Cambodian Journalists Alliance Association

Fishers Struggle With Declining Fish Catch, Citing Irregular Water Levels

A man collects fish at the Tonle Sap river bank in Phnom Penh, September 9, 2022. CamboJA/ Pring Samrang
A man collects fish at the Tonle Sap river bank in Phnom Penh, September 9, 2022. CamboJA/ Pring Samrang

Fishers, NGOs, and the government say individual fish catch on the Tonle Sap is low again this year. But while a government official said that is primarily due to population growth and illegal fishing, researchers and community members say the culprit is the extremely irregular water levels caused by upstream hydropower dams.

In Kampong Phluk commune, a fishing community in Siem Reap’s Bakong district, homes tower above the road on high stilts.

Normally, in the rainy season, the Tonle Sap lake floods the villages of Tnaot Kombot, Dey Krahorm, and Kok Kdol, turning its roadways into canals. From 2019 to 2021, flooding came only out of season, with the water arriving months late. This year, said Chhuon Lann, 46, the water rose as normal in July, only to start decreasing before increasing again in August.

“If the villagers do not catch fish, they are forced to migrate to other countries or provinces to find work. Also, when they migrate, they take their children with them, so they cannot study. Additionally, they owe more money to the bank,” she said, estimating that at least a quarter of the village no longer works in fishing.

In recent years, Ms. Lann — who has lived in this village her entire life and serves as the community treasurer — has witnessed significant changes to the water levels and corresponding decreases in fish catch.

A fisherman from the Kampong Phluk Fishery Community pilots a boat on the Tonle Sap lake in Siem Reap province on September 21, 2022. Chhoun Lann

That fluctuating water level is primarily due to changes in hydrology caused by upstream hydropower dams. There are 11 dams on the mainstem of the upper Mekong, in China, and hundreds more on the tributaries of the lower Mekong river. Because dams create energy by collecting water in the rainy season and releasing it in the dry season, they change how the Tonle Sap flood pulse operates, explained Minh Bunly, Coordinator of the Conservation Program of the Fisheries Action Coalition Team (FACT)

“The construction of dams is a part of why there are irregular water levels.” Before the construction of the dams, water would have filled the Tonle Sap river by August, with the level stable through September and October — before the river began reversing course in November. Now, the water remains low or fluctuating throughout August.

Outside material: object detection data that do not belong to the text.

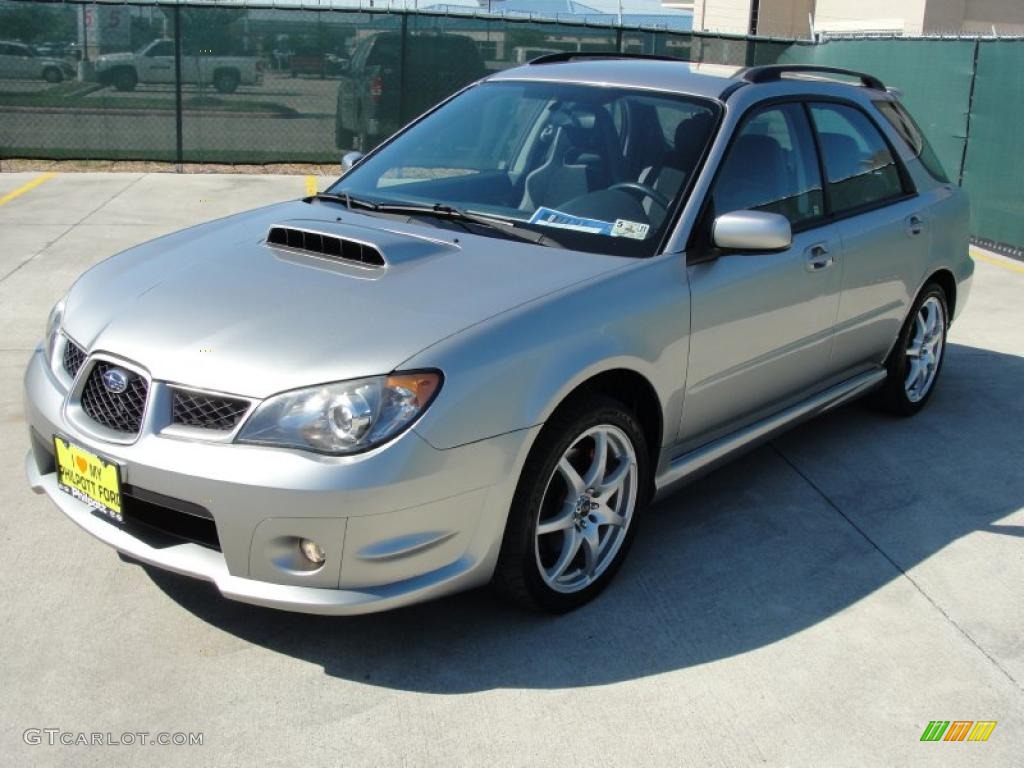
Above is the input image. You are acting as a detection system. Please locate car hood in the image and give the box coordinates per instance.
[65,201,626,397]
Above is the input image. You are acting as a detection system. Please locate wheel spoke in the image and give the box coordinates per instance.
[537,502,575,536]
[547,527,583,581]
[913,312,928,344]
[597,456,633,499]
[558,456,587,496]
[583,430,608,489]
[581,525,601,577]
[905,357,924,391]
[591,504,626,526]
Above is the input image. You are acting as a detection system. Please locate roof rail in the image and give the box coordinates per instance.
[527,50,688,66]
[739,65,886,91]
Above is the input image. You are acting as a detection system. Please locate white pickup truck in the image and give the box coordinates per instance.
[96,38,263,93]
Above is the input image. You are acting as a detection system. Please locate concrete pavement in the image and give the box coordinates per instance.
[0,174,1024,766]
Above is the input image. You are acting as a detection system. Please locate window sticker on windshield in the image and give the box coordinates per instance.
[529,206,613,236]
[611,219,650,240]
[529,206,650,240]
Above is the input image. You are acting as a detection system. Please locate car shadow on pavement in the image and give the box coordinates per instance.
[138,344,1024,693]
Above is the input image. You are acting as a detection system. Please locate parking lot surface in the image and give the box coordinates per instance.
[0,173,1024,766]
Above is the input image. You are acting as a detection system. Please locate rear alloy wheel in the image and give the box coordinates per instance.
[880,284,949,416]
[495,397,647,612]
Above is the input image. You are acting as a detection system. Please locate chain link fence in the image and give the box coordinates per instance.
[0,0,1024,251]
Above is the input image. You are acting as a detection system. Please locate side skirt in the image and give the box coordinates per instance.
[654,367,886,501]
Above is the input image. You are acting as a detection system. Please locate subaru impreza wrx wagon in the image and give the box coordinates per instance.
[25,53,973,614]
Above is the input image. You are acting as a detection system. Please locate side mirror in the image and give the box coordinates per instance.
[712,211,793,251]
[341,152,362,173]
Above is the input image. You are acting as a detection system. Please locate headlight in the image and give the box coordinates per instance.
[237,371,441,455]
[43,299,65,360]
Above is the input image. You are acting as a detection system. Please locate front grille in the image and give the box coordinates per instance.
[171,389,249,432]
[82,360,150,434]
[63,339,85,379]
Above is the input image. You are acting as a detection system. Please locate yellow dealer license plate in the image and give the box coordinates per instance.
[53,435,121,520]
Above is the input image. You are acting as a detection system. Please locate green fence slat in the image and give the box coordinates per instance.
[964,40,1024,249]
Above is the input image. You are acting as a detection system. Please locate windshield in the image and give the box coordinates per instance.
[329,82,718,256]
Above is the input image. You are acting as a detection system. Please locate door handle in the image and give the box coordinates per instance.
[804,243,836,272]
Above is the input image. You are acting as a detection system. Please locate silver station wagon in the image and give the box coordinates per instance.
[25,54,973,614]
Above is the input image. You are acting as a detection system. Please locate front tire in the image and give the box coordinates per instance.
[494,395,650,613]
[879,283,949,416]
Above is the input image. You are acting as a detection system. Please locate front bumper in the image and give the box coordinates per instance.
[25,350,536,614]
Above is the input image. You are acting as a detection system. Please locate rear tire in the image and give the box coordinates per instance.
[493,395,650,613]
[876,283,949,416]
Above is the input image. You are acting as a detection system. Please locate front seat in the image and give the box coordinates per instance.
[519,108,615,211]
[637,112,715,227]
[715,133,792,216]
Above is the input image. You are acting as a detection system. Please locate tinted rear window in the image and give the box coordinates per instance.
[874,101,949,182]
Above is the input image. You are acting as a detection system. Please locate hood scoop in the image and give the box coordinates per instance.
[266,224,387,267]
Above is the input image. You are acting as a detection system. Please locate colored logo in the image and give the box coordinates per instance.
[103,368,128,394]
[921,720,996,741]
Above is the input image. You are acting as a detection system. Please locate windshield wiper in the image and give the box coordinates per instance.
[302,193,381,211]
[304,193,561,248]
[376,203,561,248]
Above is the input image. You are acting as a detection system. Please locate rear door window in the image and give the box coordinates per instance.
[811,103,905,214]
[874,101,949,183]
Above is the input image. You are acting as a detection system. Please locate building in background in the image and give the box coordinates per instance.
[679,0,1024,38]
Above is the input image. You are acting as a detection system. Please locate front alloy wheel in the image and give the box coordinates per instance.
[494,395,650,613]
[535,424,637,593]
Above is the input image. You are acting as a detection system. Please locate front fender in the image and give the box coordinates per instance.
[402,252,690,449]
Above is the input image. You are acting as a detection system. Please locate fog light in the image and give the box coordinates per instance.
[299,539,327,565]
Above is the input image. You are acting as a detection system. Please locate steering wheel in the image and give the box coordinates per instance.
[607,181,672,213]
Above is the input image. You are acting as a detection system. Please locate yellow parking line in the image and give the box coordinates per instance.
[0,173,56,206]
[971,248,1024,274]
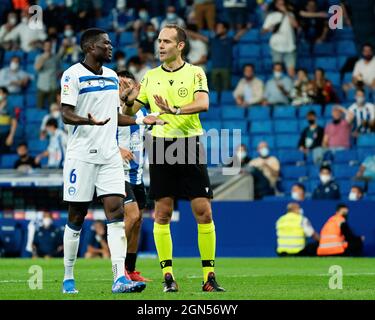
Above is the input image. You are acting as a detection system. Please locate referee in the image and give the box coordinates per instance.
[125,25,225,292]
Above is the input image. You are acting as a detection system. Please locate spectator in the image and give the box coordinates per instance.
[249,141,280,199]
[35,118,67,169]
[356,155,375,181]
[0,87,18,154]
[4,8,47,52]
[317,204,365,257]
[194,0,216,31]
[223,0,249,31]
[40,102,64,140]
[323,106,351,152]
[187,24,208,70]
[0,56,30,93]
[308,68,339,105]
[58,24,81,64]
[85,220,110,258]
[14,142,40,172]
[290,183,306,201]
[34,40,61,108]
[290,69,313,106]
[299,0,329,49]
[276,202,320,257]
[33,212,63,258]
[233,64,264,107]
[298,110,324,163]
[263,63,293,105]
[312,166,341,200]
[262,0,298,78]
[160,6,186,29]
[0,11,17,50]
[346,89,375,138]
[127,56,150,83]
[348,186,363,201]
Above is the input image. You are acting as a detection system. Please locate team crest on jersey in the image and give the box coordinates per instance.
[178,87,188,98]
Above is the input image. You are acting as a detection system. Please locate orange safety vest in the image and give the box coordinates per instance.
[317,214,348,256]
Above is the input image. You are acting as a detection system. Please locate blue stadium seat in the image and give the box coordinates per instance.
[281,166,307,180]
[276,134,299,149]
[357,133,375,148]
[298,104,322,118]
[250,120,273,134]
[315,57,337,71]
[274,120,299,134]
[221,106,246,119]
[248,106,271,121]
[1,154,18,169]
[277,149,304,164]
[273,106,296,119]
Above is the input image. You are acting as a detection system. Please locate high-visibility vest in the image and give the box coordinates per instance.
[276,212,306,254]
[317,214,348,256]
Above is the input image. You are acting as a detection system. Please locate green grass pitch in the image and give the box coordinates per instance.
[0,258,375,300]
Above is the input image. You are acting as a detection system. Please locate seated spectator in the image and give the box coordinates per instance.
[127,56,150,83]
[308,68,339,105]
[346,89,375,138]
[298,110,324,163]
[248,141,280,199]
[33,212,63,258]
[160,6,186,29]
[312,166,341,200]
[323,106,351,152]
[34,40,61,108]
[263,63,293,105]
[348,186,363,201]
[299,0,329,46]
[39,102,64,140]
[0,56,30,93]
[262,0,298,78]
[14,142,40,172]
[187,24,208,70]
[276,202,320,257]
[317,204,365,257]
[356,155,375,181]
[290,183,306,201]
[35,118,67,169]
[233,64,264,107]
[85,221,110,258]
[290,69,313,106]
[0,87,18,154]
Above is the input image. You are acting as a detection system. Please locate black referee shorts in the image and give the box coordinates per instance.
[124,181,146,210]
[149,136,213,200]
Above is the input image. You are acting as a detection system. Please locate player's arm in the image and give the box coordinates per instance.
[61,103,111,126]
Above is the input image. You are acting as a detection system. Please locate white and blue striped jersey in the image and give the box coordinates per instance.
[118,108,148,184]
[61,63,120,164]
[48,129,67,168]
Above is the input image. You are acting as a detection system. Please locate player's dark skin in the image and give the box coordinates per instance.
[62,33,164,227]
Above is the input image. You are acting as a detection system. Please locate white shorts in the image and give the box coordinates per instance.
[64,155,125,202]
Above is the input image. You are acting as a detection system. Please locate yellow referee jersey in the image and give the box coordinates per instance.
[137,62,208,138]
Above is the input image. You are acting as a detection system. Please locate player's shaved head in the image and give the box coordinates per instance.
[81,28,107,54]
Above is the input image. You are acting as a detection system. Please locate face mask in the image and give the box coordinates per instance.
[64,29,73,38]
[273,71,283,79]
[320,174,331,184]
[349,192,358,201]
[43,217,53,228]
[167,12,176,20]
[355,97,365,105]
[8,17,17,26]
[9,62,19,71]
[259,148,270,158]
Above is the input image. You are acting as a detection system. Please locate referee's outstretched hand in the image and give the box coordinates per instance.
[87,113,111,126]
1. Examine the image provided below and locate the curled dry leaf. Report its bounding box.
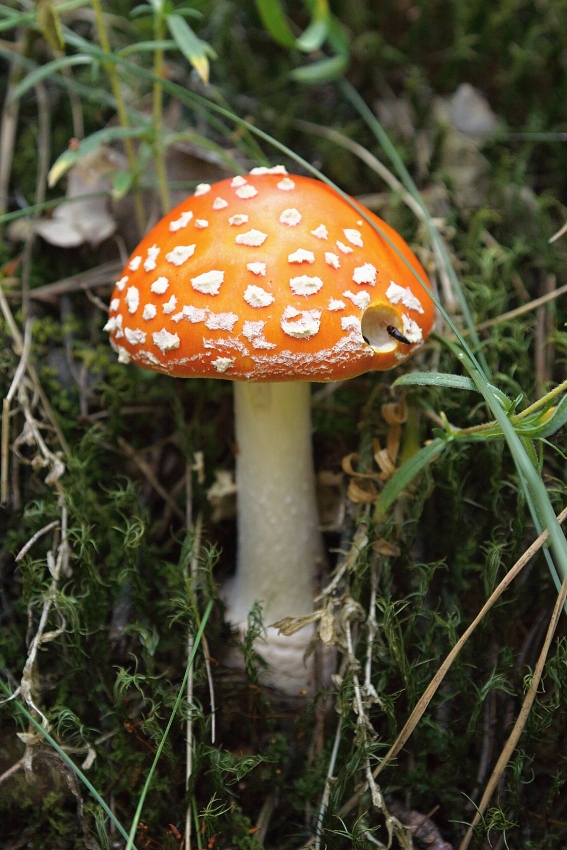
[207,469,236,522]
[34,146,122,248]
[270,611,324,637]
[372,537,400,558]
[347,476,378,505]
[341,452,378,481]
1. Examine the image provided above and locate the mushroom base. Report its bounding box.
[221,623,335,696]
[223,383,323,694]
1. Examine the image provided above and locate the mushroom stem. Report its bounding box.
[226,382,323,692]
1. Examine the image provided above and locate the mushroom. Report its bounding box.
[105,166,434,693]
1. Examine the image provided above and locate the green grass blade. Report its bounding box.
[392,372,478,392]
[0,680,135,850]
[126,599,213,850]
[375,437,447,520]
[9,56,93,101]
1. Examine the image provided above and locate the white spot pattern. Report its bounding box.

“Therefore, FACT asks other countries as well as the Cambodian Royal Government to consider as much as possible in terms of reconsidering the construction of Hydropower dams along the Mekong River.

The large-scale government crackdown on illegal fishing which took place earlier this year could have some impact in improving fish catch, said Mr. Bunly, but it can’t address the bigger problem caused by low water levels.

Insufficient flooding means fewer fish — with water failing to reach grasslands and rice fields that serve as spawning grounds for many species.

“Thus, the probability of spawning, which keeps fish populations growing, is difficult to predict,” he said.

A fishermen repairs his fishing net on his boat on the Mekong river in Phnom Penh, September 9, 2022. CamboJA/ Pring Samrang

For Peng Savon, a 50-year-old fisher living in Kok Kdol village, Kampong Phluk commune, in Siem Reap’s Prasat Bakong district, the heavy rains of late have done little to improve water levels.

“This year, there are not many fish to catch because the water is not high enough,” she said.

Lately, she said, she and her husband have been moving from flooded forest to flooded forest, only to come up with empty nets. With five of her seven children still in school, Ms. Savon said she is struggling to survive.

 “I am concerned that if the situation remains irregular, each villager will lack food,” she said.

“It is called the water rising-season, but there is no rising water so I think maybe there is water but it is stored by dams everywhere,” Savon said.

To make ends meet, the family also raises farmed fish. Last year, she earned about 3 million riel from selling her fish. But with 5 million riel still owed on a $2,000 loan she took out in 2019, the money has not gone far.

Women buy fish at the Chaktomok riverbank in Phnom Penh, September 9, 2022. CamboJA/ Pring Samrang

Lee Rithymeng, an official with the Fisheries Administration, told CamboJA that while hydropower dams had some impact on fish catch, fish yields have been impacted more by a growing population and illegal fishing. He added that the government was trying to encourage fishers to farm fish to meet the need.

“To solve the problem faced by fishermen, first relevant bodies must participate in protecting the fishing area together,” he added. “Therefore, the people who are fishermen must protect all those resources for themselves and they should not use any [illegal] fishing gear.”